4-28-12
Then do I even want to change at all?
Because if you change you have to be willing yet I haven't seen change at all and I've so surly tried. So maybe I don't really want it.
It's so destructive. Why don't I want it. Just like McKenna said "my problem is me. I can't be alone with me." but my problem is also certain people.
I just wish things would change. I wish I was strong enough to change. To break the bond. To be free. To love God.
It seems all like an act. It was just an excuse I had. A cover up? A title. A label. A reason.
Yet I know I'll love my husband more than anything. But sometimes I'm scared it's a drug and ill relapse and go back.
I've got an identity problem. I don't know who I am.

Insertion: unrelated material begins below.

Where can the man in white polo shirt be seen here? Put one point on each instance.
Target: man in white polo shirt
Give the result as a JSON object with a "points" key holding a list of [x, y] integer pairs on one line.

You compare me and Kim. We're not so different. Maybe that was a choice I didn't know I was making. But the damage is done. The pain is inflicted. The trust broken. The line crossed. And I can't ever get that back.
I want to save people because I can't seem to save myself.
I want to draw because all the best ones do.
I want to write because words mean more.
I want to make music because it moves.
I want to make movies because we relate.
I want to save because He first did, but I want the praise.
I just wish I knew what was real or fake. What was love and what was lust. What I wanted and what I needed. I'll lie to my self till I die. I just don't know how to differentiate between "heart and head" between "hurt and healing". I can't tell the difference and that's gotta change. But if I learn I think it'll hurt. And if it hurts I know it's gotta be real.